Maybe the greatest gift my mother gave me was the confidence to do things a little differently and to not fear the unknown. She had a mother’s trust and faith in her children. When I was ten years old, I fished for brook trout on McVicar Creek, in Thunder Bay, nearly every day of the summer. She never told me I was wasting time or I should be doing something more constructive. She did always ask me how many trout I caught. When I took off on my bike with a minnow net and backpack full of jars, Mom never seemed to be worried about how long I was gone. She wanted to see what I had captured and even accepted living with aquariums of frogs, newts, minnows and yes, snakes. When I began talking about a life that would include freelance writing and outdoor journalism, she never questioned it. Her actions through my life had already told me that it was ok to follow your heart and dreams. Even if it meant some hungry days. And there were a few. When I was inducted into the National Freshwater Fishing Hall of Fame in 2018, both my mother and father were there. Mom was so proud and told me so. Many times.

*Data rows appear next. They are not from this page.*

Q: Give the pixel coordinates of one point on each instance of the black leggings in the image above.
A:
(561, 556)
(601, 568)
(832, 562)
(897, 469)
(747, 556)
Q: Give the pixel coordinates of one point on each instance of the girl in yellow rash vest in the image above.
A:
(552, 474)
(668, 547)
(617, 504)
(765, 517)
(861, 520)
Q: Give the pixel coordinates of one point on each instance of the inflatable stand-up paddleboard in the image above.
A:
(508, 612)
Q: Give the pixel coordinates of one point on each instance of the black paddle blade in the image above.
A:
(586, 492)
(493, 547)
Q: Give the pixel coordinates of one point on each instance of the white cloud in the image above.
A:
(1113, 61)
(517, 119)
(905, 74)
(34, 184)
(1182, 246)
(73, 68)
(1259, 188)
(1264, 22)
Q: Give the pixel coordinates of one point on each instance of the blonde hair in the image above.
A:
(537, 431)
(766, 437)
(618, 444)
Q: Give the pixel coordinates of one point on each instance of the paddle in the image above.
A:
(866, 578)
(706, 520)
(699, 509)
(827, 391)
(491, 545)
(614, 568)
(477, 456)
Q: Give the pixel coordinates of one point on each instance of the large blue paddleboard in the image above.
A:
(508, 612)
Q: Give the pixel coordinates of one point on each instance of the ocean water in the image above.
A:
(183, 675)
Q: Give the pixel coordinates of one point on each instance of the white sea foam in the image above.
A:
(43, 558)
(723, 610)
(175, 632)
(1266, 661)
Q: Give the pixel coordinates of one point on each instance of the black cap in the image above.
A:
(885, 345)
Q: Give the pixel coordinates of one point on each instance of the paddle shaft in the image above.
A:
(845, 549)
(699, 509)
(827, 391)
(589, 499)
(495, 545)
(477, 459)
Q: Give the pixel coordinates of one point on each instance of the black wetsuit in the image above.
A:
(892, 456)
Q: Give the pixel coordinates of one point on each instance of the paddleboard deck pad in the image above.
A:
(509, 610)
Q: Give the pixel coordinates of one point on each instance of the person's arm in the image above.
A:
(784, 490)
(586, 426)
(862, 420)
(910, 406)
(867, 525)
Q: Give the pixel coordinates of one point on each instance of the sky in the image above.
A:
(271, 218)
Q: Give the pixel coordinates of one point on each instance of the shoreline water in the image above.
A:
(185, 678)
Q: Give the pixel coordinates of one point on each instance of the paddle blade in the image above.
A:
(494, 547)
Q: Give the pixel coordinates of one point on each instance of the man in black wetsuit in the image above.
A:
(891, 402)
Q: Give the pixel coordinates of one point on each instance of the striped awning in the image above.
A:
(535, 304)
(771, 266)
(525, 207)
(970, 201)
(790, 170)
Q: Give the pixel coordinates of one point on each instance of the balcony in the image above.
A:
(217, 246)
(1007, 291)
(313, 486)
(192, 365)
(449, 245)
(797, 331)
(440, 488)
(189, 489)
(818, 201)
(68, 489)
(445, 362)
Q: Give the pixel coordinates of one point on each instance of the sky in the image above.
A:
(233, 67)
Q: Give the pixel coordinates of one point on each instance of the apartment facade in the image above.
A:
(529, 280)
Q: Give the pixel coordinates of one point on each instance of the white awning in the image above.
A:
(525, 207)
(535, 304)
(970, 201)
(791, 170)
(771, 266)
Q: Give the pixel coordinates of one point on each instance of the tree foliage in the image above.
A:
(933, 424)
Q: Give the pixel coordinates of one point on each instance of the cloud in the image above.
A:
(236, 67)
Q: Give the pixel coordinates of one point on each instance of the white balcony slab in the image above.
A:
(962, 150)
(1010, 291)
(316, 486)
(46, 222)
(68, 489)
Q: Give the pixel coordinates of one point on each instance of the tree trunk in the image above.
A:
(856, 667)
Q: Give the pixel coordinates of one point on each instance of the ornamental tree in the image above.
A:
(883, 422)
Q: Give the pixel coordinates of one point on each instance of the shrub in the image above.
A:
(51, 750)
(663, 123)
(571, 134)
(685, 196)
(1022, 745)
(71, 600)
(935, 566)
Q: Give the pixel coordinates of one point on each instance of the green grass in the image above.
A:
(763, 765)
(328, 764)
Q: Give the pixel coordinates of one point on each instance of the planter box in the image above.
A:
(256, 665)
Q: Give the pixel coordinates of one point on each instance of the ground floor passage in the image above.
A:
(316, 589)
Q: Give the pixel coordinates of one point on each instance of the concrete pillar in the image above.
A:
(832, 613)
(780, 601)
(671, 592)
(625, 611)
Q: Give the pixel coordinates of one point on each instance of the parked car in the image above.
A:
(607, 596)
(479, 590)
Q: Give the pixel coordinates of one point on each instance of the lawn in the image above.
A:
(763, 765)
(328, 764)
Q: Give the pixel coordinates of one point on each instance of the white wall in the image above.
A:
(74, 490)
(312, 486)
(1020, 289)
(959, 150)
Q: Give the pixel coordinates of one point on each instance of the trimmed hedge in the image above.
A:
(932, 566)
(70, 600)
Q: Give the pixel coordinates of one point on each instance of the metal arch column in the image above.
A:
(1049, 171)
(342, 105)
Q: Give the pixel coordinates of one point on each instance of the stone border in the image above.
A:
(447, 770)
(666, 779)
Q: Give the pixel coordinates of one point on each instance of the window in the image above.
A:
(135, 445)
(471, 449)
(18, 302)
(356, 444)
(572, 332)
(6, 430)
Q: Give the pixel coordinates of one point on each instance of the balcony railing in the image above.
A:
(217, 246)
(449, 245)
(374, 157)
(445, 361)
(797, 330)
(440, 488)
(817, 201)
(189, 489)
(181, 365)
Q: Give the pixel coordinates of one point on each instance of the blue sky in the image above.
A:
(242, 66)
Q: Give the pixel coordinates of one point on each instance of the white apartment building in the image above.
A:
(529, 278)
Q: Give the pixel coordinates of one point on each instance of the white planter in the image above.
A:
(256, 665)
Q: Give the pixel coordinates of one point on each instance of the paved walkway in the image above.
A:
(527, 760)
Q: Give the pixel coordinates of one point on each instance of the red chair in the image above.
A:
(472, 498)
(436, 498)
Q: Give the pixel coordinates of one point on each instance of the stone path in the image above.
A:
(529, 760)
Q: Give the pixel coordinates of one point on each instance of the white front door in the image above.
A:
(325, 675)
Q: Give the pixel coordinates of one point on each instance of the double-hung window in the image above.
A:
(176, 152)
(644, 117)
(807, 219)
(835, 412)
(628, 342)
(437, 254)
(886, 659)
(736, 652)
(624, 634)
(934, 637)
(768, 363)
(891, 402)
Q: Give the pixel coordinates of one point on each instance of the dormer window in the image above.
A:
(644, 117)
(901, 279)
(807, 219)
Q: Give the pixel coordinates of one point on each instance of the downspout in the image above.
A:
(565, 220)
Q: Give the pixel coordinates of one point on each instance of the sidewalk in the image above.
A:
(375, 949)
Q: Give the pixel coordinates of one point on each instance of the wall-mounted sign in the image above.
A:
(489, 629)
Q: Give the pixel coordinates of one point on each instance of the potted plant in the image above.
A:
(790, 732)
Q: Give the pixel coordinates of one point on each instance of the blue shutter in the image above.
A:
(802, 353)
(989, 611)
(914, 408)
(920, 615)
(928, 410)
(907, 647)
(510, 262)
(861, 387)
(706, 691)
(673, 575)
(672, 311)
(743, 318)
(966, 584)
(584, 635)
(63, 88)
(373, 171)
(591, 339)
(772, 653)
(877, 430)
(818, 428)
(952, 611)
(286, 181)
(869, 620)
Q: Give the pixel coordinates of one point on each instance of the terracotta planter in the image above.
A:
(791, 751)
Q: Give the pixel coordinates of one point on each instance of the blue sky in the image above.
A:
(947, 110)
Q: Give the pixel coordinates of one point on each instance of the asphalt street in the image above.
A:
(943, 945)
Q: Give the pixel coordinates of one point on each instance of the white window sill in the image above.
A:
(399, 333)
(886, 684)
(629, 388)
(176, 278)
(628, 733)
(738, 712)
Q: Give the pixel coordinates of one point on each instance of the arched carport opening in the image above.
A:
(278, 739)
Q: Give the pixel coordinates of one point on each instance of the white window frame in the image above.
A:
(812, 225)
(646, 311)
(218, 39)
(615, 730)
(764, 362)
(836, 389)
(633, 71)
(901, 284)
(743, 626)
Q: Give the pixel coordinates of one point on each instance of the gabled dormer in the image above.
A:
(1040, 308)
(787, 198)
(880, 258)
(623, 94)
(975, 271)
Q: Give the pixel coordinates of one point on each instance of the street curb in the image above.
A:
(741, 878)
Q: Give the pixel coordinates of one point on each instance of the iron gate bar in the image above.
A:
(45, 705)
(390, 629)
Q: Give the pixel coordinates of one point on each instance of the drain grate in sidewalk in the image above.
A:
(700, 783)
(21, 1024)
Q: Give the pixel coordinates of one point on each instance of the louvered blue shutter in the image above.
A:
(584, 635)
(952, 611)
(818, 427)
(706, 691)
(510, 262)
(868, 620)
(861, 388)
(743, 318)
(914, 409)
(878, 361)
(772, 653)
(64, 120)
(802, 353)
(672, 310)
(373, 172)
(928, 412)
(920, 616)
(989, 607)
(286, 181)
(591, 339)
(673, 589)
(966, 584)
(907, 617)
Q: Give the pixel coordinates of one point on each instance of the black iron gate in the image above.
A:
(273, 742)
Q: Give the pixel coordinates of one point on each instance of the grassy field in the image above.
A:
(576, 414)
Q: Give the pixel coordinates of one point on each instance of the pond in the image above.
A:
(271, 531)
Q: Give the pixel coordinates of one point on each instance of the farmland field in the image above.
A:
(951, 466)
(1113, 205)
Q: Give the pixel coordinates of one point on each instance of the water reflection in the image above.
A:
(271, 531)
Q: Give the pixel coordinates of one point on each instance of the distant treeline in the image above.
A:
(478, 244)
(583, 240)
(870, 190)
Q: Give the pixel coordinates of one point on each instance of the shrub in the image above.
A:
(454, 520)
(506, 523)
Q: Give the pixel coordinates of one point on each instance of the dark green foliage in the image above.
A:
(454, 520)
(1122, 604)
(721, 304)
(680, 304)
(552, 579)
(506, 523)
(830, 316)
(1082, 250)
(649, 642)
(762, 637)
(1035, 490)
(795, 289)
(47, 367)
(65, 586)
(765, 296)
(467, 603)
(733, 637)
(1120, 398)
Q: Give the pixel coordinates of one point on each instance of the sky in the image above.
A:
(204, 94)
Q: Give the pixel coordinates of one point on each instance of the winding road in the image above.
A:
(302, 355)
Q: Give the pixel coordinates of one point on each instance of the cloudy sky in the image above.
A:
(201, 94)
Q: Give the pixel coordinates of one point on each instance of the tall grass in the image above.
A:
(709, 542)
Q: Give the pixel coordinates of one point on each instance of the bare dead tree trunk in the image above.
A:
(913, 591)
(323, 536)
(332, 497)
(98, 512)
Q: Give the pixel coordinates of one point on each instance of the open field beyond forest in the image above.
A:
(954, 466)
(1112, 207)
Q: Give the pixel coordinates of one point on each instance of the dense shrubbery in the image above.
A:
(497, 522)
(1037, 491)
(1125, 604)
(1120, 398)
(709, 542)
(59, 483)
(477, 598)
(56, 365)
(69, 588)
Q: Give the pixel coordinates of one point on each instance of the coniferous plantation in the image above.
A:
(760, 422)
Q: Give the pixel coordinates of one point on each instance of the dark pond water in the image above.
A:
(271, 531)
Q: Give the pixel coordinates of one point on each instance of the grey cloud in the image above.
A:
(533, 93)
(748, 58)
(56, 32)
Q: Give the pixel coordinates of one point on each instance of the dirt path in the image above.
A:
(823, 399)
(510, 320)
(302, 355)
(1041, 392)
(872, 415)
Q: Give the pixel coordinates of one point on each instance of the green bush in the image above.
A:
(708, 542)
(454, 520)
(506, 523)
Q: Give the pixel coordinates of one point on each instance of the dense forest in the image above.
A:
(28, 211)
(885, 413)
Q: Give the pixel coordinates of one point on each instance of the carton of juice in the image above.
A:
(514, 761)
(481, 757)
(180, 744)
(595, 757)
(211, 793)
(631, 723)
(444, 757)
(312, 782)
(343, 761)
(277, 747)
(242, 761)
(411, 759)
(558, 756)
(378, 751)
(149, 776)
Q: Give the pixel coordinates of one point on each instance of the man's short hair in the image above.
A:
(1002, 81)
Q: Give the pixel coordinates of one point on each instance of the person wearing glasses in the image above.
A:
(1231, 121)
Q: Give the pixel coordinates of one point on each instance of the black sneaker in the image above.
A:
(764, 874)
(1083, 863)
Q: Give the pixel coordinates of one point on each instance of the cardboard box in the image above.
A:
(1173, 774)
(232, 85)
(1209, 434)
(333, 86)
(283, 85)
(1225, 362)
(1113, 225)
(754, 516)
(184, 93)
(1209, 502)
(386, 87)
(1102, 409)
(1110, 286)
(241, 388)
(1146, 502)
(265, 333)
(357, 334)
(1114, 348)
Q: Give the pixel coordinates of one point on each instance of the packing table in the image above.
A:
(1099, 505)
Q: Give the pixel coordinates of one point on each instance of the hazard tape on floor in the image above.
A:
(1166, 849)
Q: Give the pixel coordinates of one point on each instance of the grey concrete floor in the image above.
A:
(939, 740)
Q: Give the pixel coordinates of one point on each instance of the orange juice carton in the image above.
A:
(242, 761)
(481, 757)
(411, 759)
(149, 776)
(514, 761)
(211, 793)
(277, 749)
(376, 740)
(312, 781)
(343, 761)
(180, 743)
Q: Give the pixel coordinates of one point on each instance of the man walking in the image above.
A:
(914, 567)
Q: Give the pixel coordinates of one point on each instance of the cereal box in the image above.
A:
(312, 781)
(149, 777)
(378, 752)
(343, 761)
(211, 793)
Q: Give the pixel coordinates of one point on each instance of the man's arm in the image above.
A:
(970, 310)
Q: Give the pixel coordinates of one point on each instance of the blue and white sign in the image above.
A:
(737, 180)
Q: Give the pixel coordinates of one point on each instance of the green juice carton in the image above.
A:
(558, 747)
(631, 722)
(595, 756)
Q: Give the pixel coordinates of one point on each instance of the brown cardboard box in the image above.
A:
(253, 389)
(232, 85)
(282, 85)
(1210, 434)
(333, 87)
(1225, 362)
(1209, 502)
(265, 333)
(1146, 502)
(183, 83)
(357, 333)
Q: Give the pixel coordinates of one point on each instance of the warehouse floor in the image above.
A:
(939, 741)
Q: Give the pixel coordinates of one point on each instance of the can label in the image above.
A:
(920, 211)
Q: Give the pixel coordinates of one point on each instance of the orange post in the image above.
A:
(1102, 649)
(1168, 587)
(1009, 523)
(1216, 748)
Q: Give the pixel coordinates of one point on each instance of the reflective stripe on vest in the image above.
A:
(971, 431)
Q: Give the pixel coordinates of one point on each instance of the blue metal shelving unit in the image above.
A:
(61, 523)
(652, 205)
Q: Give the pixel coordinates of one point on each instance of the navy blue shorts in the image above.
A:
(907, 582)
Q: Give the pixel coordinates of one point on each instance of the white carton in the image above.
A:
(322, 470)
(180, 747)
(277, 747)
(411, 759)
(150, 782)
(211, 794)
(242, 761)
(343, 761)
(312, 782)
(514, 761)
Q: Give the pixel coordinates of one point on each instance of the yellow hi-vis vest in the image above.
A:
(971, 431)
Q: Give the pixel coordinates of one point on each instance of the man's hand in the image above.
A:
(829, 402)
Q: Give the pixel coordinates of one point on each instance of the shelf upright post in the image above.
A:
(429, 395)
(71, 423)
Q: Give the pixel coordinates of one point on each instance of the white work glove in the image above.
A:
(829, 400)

Nora was a great mother but stepped it up to the next level as a Grandmother. She simply doted on the two boys God gifted Cheryl and me with. Both Devin and Austin spent a ton of quality time with their grandparents, who they loved with all their hearts. Sure, the extra-large ice cream Sundaes likely played a role in that, but the love my mother and father showered on them created a bond that was unbreakable. Both boys were a huge comfort to my mother when she was sick and the little notes, visits, calls and texts she received from them helped to keep her spirits and hope up. I am so glad they were both able to be with her before she left this world on August 14. Her eyes lit up when she saw them.
I write this column with tears in my eyes, but joy in my heart. My mother was a guiding light in my life and provided quiet support through many ups and downs. I miss her terribly, but she will always live in my heart.
Momma, thank you for everything you gave me.